CO1, the Copper Age genome from a Baden Culture burial, appears ridiculously Western European, and could easily pass for a present-day Sardinian in most analyses, even though it's most likely of Balkan and Near Eastern origin. It's very similar in that respect to another Copper Age sample, Oetzi the Iceman from the Tyrolean Alps.

One of the main reasons for this Sardinian-like genetic character is certainly its very low level of Ancient North Eurasian (ANE) admixture, probably less than five per cent. Almost everyone in West Eurasia has more these days, so they appear a lot more eastern.

Shared drift stats of the form f3(Mbuti;CO1,Test) - Eurogenes dataset

Shared drift stats of the form f3(Mbuti;CO1,Test) - Human Origins dataset

Eurogenes K15 4 Ancestors Oracle results

BR1 represents the Early Bronze Age (EBA) Mako Culture. It looks roughly like a cross between CO1 and someone from northeastern Europe with an unusually high level of hunter-gatherer ancestry, and also a fair whack of ANE. Indeed, after running a variety of tests, I'd say that BR1 has around 12% of ANE (in other words, more than Basques but less than British, which fits with its position on the West Eurasian PCA).

So as far as I can see, the most parsimonious explanation for this result is a population movement into present-day Hungary from the northeast during the EBA, perhaps associated with the early Indo-Europeans and the not-so-pleasant effects of the 4.2 kiloyear event (see here).

Interestingly, the 4A Oracle suggests that BR1 might in large part be a mixture of CO1 and KO1, which is another sample from Gamba et al., assigned to the Koros Culture of early Neolithic Balkan farmers, but with typically hunter-gatherer genetic structure. This opens up the possibility that people with unusually high levels of hunter-gatherer ancestry lived on the Great Hungarian Plain throughout the Neolithic, and the sampling by Gamba et al. was too patchy to find them.

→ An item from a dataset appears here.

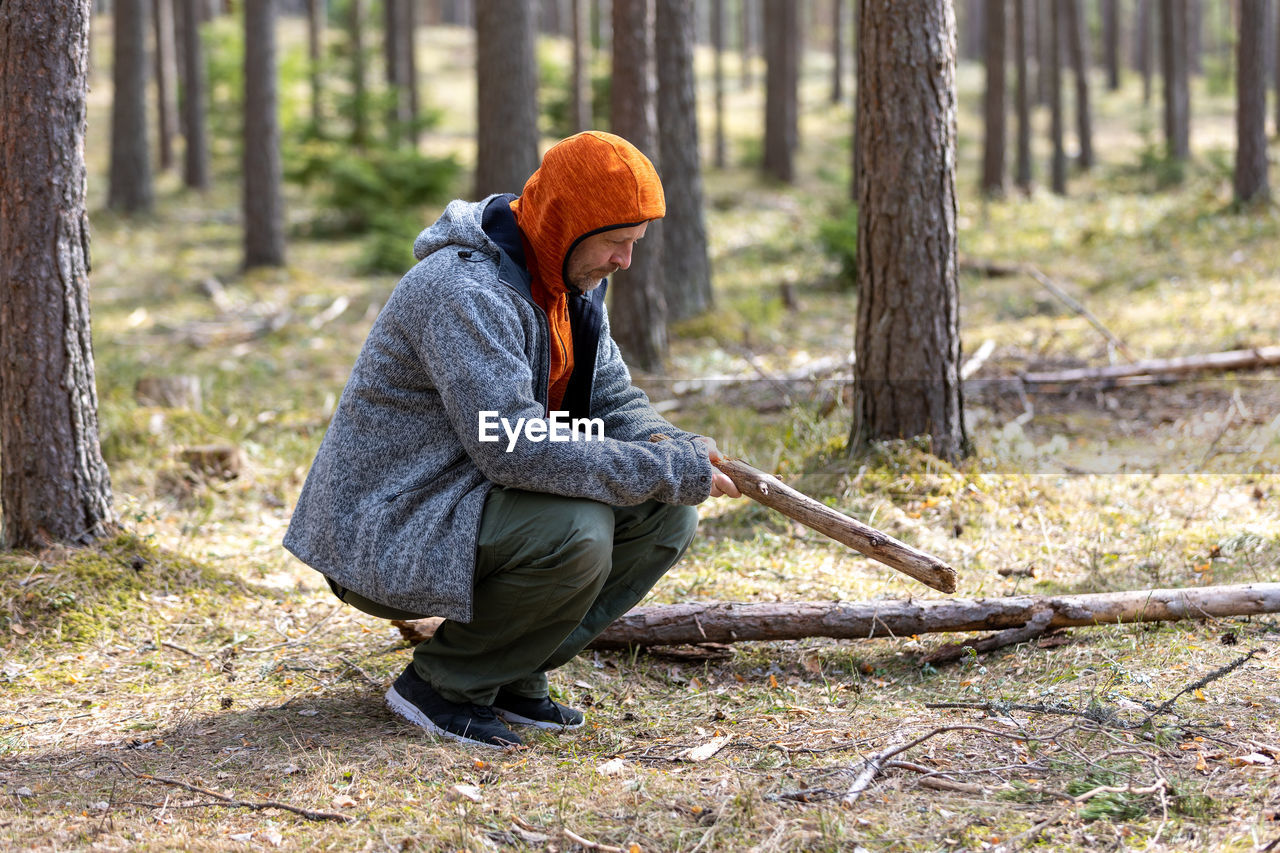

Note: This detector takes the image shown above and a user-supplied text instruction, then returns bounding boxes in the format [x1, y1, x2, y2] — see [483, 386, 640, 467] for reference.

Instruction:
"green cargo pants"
[330, 485, 698, 704]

However, it's not possible to get a genome like BR1 simply by mixing CO1 with KO1, because the hunter-gatherer-like sample is not eastern enough. In other words, it lacks ANE. I know this just by eyeballing a couple of PCA, featuring KO1 and Motala12, a Scandinavian sample estimated by Lazaridis et al. to have a ratio of ~19% ANE (see here and here).

So there might well have been a resurgence in local hunter-gatherer DNA on the Great Hungarian Plain, and perhaps throughout much of Central Europe, after the Neolithic. Nevertheless, in my opinion this alone cannot explain the results in this case.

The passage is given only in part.